I recently had the pleasure of presenting at the 5G Realised conference on 5G innovation in smart transport. Other speakers across the two-day event included the Minister for Digital Infrastructure, Matt Warman MP, and Chief Digital Officer at the Mayor of London’s office, Theo Blackwell MBE.

Attendees explored the real-life applications of 5G and the gaps that it can fill in our daily lives by improving connectivity for consumers and service providers. As Director of Engineering at BAI Communications UK, I’m focused on bringing innovative next generation technology to life, and the event was a fantastic opportunity to share how we are using continuous connectivity to deliver innovative services on transport networks around the globe.

I was part of a panel – titled 5G Automotive and Smart Transport Realised – which examined the potential of connectivity to revolutionise transport of all types, and I have summarised the key points from my presentation below.

1. Revolutionising the passenger experience

BAI Communications has been using next generation wireless technology – which encompasses 5G – to deliver Wi-Fi and cellular services for passengers in New York, Toronto and Hong Kong for more than 20 years.

Enabling connectivity on transport networks has allowed us to deliver innovative services for people and improve the overall experience of public transport. These can easily be replicated in other places too, for example at ports, airports or on roads, as my fellow panellists explained.

In Toronto we have been using data to improve station management. Working with the transport authority, we can analyse anonymised data usage to measure passenger flow. Machine Learning techniques can then predict when passengers are likely to travel and when crowding might occur. The use-case for next generation wireless technology has become even more relevant in a COVID-19 world. Our infrastructure can enable our partner transport authorities to schedule trains, manage escalators and program lifts to enable social distancing.

2. 5G will accelerate data consumption and drive the need for infrastructure

In the UK, our data consumption almost doubles every two years. To put this in context, imagine your local highway carrying twice the amount of road traffic within a year, without the option to widen or add a lane. The challenge for mobile network operators (MNOs) is to provide the levels of connectivity that consumers expect.

Previously, infrastructure would be installed on rooftops, but as our cities grow, access to new sites can be a problem. Planning permission, the availability of space, and cost often stand in the way. This issue creates a compelling case for outdoor small cells across cities where there is concentrated demand for connectivity. Small cells are miniature radio antennas that are installed utilising street-based assets such as bus stops, information kiosks, billboards, manhole covers and lamp posts – to bring capacity as close to the consumer as possible.

At BAI, we are working around the globe to deliver the seamless connections that consumers expect through advancing the use of small cells and widening the availability of our neutral host infrastructure.
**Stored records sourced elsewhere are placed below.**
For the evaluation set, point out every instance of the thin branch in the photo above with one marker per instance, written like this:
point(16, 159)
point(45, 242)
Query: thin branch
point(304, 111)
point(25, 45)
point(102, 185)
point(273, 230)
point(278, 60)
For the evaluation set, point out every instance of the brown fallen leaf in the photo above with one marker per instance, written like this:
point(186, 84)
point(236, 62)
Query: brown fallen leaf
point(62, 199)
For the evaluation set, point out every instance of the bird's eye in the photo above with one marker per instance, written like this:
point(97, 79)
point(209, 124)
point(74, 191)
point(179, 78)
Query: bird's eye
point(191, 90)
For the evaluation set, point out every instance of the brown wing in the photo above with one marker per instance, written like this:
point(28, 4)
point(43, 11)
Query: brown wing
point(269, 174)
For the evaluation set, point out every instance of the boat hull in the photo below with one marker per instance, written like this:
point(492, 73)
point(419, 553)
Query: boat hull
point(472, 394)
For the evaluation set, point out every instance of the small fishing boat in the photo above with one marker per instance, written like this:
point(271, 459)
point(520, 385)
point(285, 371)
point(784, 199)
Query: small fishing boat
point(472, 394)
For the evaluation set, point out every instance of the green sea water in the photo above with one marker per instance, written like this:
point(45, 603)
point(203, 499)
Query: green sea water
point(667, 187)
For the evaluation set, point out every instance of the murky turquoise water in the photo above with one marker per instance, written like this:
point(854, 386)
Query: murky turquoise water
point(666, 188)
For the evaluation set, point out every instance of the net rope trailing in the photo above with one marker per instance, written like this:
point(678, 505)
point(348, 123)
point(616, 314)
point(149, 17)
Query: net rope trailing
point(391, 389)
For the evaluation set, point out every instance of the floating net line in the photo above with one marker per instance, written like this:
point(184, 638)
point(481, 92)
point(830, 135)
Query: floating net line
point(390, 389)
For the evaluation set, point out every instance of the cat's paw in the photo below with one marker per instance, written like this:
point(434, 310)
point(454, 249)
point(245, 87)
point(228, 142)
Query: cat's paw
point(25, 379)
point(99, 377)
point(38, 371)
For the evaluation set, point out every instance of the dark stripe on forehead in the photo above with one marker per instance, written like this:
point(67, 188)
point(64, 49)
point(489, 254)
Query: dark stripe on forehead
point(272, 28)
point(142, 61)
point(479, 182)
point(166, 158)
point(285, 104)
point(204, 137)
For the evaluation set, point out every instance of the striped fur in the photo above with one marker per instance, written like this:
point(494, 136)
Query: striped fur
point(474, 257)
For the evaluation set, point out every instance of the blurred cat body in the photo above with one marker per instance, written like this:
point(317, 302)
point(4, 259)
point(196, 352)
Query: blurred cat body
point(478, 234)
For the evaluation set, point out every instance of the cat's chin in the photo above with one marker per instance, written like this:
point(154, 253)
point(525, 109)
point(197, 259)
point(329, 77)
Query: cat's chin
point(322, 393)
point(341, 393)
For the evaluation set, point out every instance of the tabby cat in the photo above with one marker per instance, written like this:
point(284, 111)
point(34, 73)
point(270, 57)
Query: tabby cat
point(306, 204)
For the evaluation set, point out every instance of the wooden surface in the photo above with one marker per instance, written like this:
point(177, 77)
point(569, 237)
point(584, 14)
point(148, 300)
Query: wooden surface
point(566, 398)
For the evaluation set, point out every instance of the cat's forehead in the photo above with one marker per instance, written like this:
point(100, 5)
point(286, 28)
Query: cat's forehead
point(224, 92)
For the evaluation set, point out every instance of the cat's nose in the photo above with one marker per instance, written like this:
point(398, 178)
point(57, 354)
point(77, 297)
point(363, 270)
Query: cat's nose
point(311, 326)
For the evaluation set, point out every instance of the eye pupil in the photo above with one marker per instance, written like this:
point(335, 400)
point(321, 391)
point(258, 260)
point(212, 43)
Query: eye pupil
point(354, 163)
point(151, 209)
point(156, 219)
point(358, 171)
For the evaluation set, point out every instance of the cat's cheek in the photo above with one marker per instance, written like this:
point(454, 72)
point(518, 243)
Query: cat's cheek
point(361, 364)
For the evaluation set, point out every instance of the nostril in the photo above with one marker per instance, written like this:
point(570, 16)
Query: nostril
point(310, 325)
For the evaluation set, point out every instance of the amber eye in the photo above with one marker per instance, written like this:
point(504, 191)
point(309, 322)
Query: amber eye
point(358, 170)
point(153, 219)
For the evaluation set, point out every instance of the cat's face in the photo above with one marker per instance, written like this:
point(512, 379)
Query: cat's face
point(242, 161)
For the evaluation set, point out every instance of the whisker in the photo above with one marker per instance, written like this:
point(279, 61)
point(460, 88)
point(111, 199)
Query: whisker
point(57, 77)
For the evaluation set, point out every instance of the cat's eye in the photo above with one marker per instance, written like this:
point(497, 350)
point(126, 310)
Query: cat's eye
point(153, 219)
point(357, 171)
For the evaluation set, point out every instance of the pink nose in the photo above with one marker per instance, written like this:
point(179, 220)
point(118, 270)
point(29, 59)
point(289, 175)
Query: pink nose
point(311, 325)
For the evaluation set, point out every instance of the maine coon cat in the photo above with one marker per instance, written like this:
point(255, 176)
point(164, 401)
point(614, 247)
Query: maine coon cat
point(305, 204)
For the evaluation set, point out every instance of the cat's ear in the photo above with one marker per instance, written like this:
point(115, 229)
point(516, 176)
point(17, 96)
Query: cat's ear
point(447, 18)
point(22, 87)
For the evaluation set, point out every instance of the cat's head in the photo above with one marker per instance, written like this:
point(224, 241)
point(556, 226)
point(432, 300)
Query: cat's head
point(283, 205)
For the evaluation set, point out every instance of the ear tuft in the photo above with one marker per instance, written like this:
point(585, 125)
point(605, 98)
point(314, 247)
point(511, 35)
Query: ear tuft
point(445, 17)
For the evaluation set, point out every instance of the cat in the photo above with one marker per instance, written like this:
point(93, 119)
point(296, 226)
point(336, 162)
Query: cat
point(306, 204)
The neutral host model allows us to have significant access to street-based assets for small cells, in areas where there is high user footfall. Our infrastructure is available to a range of MNOs, which means they can provide the continuous connectivity consumers expect at an optimal cost without needing to deploy their own unique network.

In an effort to further the use of small cells as an efficient way of providing high-speed connectivity, I recently joined the Small Cell Forum board. The Small Cell Forum partners with communication service providers and vendors and works alongside regulators to remove barriers to deploying this innovative technology. It is a privilege to help the Forum achieve its aims and I am really looking forward to starting work through the partnership.

3. Passengers expect continuous connectivity

This September, BAI published the 2020 Connectivity Outlook report, which collates the opinions and attitudes of rail users around the world on mobile connectivity, smart city infrastructure and data-driven services in public transport. We surveyed more than 2,400 rail users across five global cities to help public bodies better understand the services that passengers expect on public transport.

There was overwhelming support for continuous connectivity on transport systems, with 93% of respondents in favour. A further 83% also supported investment in a 5G network throughout the city.

4. The 5G future is today

Overall, it was clear from the range of speakers at the conference that 5G will enable innovation across most aspects of our lives, from enhancing entertainment platforms to improving health and social care, and of course, upgrading the safety, speed and experience of train travel and other transport networks. And those innovations are happening right now.